Decarbonizing Cities
Climate change is the defining challenge of our times, and cities are at the two extremes of climate change: urban activities are causing a warming planet, and at the same time, the structures and systems of cities embody the greatest potential for curbing human energy consumption and emissions. How fast we decarbonize the planet depends on how we and future generations will live in, move through, use and develop in cities. How can city design and planning offer solutions to adapt and mitigate the impacts of global warming?
Urban Design Certificate
The Department of Architecture and the Department of Urban Studies and Planning offer a joint graduate program in urban design and recognize the completion of this program by awarding a Certificate in Urban Design.

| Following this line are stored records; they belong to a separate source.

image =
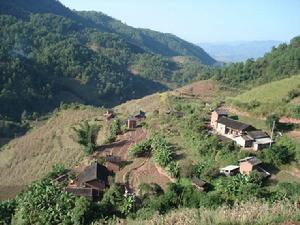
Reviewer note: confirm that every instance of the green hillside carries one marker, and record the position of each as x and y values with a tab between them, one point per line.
281	62
176	149
50	54
281	97
156	42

To earn the Certificate in Urban Design students must first be admitted and enrolled in the MArch, SMArchS, MCP, or MS degree programs and complete at least one subject in each of six curriculum areas. At least one subject must be at an advanced level. The Urban Design Seminar, covering key issues and trends in city design, is a required subject for all certificate students, providing a common experience and base of knowledge.
Students who intend to complete the requirements for the Urban Design Certificate should complete the urban design certificate form, indicating the subjects they have taken or plan to take, and the timetable for completing their studies. The student, academic advisor, and your department’s Urban Design Certificate committee member should sign this form at the time of submission. Forms should be submitted to the graduate administrator of your home department and your academic advisor.
Students pursuing the Certificate in Urban Design will be expected to complete a thesis on a topic substantially related to urban design, and at least one member of their thesis committee must be a member of the City Design and Development faculty. Students’ thesis proposals must also be approved by the Certificate committee.